Benchmarks: How Fast Is It?
The numbers below are from a 2025 community benchmark parsing a 250KB e-commerce product page 10,000 times on a single core (Python 3.12, Linux):
| Parser | Time (s) | Peak RSS (MB) | CSS Selectors |
|---|---|---|---|
| BeautifulSoup4 + lxml | 38.2 | 214 | Yes (via select()) |
| BeautifulSoup4 + html.parser | 112.7 | 198 | Yes |
| lxml.html (direct) | 9.1 | 87 | No (XPath only) |
| selectolax (Lexbor) | 3.4 | 41 | Yes |
| html5-parser | 6.8 | 102 | No |
Selectolax wins on both speed and memory. The memory advantage matters at scale: if you’re running 50 concurrent Playwright workers, each holding parsed DOM trees in flight, the difference between 41MB and 214MB per parse context is the difference between a 4GB VPS running comfortably and one thrashing swap.
For teams already evaluating Rust-based alternatives at the infrastructure layer, it’s worth reading html5ever vs lol-html: Rust HTML Parsing Compared (2026) — the performance ceiling for pure Rust parsers sits even higher, though Python bindings add overhead.
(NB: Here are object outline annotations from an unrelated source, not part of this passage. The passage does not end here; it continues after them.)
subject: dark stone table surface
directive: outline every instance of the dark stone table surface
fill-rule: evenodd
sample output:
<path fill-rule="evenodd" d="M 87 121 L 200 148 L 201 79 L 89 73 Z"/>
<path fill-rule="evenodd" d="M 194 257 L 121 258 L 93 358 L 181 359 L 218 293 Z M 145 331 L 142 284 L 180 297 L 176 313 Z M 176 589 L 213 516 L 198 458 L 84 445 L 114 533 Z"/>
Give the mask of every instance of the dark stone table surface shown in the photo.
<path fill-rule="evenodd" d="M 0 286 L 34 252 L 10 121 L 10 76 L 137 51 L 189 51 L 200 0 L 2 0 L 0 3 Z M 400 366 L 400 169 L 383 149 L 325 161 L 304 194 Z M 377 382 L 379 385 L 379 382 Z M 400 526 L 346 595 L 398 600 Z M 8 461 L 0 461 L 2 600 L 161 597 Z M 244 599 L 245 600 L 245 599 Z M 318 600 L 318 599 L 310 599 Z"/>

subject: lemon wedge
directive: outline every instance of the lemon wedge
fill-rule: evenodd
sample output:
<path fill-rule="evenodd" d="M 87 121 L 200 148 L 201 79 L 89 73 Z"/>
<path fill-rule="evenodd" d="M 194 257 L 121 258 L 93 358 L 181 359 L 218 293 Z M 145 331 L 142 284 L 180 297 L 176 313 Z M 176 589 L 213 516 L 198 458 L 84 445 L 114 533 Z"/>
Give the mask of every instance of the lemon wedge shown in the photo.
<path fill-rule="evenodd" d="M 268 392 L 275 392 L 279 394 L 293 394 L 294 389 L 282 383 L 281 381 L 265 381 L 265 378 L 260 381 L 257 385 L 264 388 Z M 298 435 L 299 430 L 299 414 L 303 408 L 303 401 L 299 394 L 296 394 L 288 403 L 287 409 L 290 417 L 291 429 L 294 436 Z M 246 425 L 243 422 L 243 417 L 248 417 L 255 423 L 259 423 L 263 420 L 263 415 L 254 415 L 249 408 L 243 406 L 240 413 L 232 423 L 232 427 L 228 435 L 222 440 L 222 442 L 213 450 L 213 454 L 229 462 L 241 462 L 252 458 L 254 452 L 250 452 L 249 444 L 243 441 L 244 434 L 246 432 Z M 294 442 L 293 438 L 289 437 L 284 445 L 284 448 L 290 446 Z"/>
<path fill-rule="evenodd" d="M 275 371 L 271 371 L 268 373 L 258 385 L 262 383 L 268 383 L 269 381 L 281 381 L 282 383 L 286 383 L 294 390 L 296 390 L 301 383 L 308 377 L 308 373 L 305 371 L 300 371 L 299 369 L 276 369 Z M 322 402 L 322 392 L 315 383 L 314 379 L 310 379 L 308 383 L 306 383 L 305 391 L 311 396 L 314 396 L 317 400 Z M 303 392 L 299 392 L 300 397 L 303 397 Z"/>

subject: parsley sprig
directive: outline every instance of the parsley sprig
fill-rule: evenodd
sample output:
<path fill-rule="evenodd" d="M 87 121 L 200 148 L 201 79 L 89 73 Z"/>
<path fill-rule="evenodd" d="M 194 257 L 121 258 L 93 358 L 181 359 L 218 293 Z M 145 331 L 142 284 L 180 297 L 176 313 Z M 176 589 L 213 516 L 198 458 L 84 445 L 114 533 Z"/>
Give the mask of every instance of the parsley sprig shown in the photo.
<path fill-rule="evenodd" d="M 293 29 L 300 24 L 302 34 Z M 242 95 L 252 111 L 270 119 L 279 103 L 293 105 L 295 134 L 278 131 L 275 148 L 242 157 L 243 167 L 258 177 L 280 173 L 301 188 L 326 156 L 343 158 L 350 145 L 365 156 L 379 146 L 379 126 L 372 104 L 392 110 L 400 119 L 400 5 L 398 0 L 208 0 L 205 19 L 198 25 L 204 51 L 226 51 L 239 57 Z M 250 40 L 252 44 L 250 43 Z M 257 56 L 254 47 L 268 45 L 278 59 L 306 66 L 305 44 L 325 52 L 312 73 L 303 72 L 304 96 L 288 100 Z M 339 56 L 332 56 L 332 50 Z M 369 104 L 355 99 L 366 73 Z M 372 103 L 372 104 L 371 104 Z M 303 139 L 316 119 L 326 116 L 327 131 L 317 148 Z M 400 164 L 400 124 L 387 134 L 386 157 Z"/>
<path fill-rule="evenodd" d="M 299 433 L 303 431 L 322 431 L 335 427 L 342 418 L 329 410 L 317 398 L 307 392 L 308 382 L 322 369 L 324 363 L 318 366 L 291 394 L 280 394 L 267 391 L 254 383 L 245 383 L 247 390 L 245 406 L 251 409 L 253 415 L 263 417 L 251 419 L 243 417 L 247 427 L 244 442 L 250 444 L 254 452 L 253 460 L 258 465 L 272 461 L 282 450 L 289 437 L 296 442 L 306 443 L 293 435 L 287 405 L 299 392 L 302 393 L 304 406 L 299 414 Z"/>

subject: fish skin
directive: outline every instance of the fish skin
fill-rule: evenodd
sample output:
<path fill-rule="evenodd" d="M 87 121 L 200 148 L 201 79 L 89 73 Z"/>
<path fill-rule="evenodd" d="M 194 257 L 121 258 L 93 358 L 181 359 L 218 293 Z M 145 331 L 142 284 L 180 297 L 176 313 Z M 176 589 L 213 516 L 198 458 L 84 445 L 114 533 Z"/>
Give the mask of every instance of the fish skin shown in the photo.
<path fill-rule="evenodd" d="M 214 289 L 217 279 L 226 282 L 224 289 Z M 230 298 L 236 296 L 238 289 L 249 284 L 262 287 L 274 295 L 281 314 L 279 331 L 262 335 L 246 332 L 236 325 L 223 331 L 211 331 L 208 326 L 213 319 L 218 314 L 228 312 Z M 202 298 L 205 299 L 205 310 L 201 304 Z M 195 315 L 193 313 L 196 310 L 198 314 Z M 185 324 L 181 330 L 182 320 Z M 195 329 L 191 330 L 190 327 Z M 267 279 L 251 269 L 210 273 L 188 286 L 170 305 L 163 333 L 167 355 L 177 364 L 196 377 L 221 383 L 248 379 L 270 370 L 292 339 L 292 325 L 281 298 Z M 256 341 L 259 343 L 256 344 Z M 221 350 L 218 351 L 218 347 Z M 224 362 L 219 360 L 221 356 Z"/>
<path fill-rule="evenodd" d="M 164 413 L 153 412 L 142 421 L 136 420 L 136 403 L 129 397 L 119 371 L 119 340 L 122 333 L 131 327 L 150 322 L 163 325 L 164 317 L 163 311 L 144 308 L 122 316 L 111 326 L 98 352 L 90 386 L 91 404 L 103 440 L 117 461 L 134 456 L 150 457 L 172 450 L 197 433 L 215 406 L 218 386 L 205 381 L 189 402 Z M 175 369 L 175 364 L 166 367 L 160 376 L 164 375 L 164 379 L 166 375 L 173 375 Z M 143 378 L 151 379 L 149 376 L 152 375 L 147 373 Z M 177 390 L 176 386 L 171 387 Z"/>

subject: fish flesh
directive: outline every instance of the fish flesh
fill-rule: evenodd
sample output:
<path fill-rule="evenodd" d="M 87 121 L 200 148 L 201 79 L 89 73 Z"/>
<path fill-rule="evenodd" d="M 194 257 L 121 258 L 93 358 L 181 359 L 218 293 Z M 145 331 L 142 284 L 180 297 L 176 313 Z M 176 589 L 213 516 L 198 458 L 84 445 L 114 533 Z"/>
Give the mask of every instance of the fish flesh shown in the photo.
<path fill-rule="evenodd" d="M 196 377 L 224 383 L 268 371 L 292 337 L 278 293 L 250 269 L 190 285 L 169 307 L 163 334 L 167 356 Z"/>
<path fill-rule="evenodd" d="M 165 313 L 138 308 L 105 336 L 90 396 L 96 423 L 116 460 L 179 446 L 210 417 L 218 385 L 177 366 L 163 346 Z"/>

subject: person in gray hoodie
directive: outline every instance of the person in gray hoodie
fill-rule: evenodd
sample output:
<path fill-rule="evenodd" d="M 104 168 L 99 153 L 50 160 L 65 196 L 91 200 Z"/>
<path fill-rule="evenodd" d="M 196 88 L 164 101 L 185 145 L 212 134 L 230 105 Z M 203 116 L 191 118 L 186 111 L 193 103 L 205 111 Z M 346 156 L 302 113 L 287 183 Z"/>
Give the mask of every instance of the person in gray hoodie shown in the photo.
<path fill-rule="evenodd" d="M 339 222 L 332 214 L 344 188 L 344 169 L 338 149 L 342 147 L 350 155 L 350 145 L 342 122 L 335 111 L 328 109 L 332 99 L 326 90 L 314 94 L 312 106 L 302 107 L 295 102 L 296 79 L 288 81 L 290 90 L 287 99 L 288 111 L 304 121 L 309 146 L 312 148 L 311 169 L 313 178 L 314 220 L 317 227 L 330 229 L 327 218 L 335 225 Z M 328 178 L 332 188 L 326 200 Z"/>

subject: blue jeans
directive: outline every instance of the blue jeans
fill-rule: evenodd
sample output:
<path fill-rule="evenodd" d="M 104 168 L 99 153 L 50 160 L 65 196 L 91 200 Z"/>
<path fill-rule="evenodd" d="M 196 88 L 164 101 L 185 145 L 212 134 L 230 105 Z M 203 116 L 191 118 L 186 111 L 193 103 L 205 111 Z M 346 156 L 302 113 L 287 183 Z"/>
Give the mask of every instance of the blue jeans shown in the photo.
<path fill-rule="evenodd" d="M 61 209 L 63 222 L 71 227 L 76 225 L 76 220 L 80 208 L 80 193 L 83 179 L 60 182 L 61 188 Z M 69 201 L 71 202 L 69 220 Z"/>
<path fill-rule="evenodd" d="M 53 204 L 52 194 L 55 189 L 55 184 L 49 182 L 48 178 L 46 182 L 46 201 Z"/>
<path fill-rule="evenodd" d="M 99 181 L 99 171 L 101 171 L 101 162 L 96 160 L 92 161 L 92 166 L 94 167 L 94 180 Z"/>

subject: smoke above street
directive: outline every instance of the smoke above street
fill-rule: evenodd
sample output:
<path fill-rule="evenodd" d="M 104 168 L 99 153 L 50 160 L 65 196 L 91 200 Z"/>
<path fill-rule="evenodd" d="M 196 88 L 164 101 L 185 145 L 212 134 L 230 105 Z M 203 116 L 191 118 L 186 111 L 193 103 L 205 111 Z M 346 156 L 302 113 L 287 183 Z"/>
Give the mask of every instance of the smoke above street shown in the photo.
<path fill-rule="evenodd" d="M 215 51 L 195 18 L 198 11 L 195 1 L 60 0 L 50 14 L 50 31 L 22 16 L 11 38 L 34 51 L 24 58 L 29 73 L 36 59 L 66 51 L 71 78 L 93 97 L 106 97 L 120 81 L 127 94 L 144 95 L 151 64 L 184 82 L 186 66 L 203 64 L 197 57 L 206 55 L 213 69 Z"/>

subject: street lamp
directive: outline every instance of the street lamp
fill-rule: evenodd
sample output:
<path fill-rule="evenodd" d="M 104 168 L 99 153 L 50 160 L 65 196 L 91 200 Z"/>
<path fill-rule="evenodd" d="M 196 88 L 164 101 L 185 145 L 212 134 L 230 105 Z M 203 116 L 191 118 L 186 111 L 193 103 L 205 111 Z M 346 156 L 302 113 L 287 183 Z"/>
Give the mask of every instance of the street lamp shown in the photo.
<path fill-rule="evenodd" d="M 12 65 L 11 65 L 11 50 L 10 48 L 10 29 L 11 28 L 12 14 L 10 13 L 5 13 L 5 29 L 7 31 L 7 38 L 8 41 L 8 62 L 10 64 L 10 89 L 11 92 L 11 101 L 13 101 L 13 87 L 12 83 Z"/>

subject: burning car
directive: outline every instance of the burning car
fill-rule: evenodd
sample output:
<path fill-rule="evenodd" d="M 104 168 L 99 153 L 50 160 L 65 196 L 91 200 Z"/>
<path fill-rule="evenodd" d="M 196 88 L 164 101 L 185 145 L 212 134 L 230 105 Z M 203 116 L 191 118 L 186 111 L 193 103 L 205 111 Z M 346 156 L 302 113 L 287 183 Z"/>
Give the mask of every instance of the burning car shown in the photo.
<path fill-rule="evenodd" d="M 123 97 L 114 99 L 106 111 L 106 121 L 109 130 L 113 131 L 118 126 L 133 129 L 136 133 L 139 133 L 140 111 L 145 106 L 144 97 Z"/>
Basic Usage and Real Patterns
The API is minimal by design. Here’s a realistic extraction pattern for scraping product listings:
from selectolax.parser import HTMLParser
import httpx
def extract_products(html: str) -> list[dict]:
tree = HTMLParser(html)
results = []
for card in tree.css("div.product-card"):
title_node = card.css_first("h2.product-title")
price_node = card.css_first("span[data-price]")
if not title_node or not price_node:
continue
results.append({
"title": title_node.text(strip=True),
"price": price_node.attributes.get("data-price"),
"url": card.css_first("a")and card.css_first("a").attributes.get("href"),
})
return results
resp = httpx.get("https://example.com/products")
products = extract_products(resp.text)A few patterns worth knowing:
- Use
css_first()instead ofcss()[0]to avoid index errors on missing nodes node.text(strip=True)is the safe default;node.text(deep=True)concatenates all child textnode.attributesreturns a plain dict — no.get_attribute()call required- Iteration with
tree.css()returns a generator, so you’re not materializing the full match list upfront
If your pipeline already uses MechanicalSoup for session-aware form handling, selectolax pairs well as the fast read-only parser for the non-form pages in the same crawl.
Where Selectolax Fits in a 2026 Scraping Stack
Selectolax belongs in the parsing layer — it does not fetch pages, handle JavaScript, or manage sessions. The right mental model is:
- Fetch HTML (httpx, aiohttp, or a browser automation layer)
- Pass raw HTML string to
HTMLParser(html) - Extract data with CSS selectors
- Discard the tree (no serialization, no caching)
For JavaScript-heavy sites, you still need a headless browser upstream. Playwright is the default choice in 2026 over Pyppeteer for Python teams — use Playwright to get the rendered HTML, then hand it directly to selectolax rather than letting Playwright’s own DOM methods do the extraction. The combo is significantly faster than running page.query_selector_all() in a loop.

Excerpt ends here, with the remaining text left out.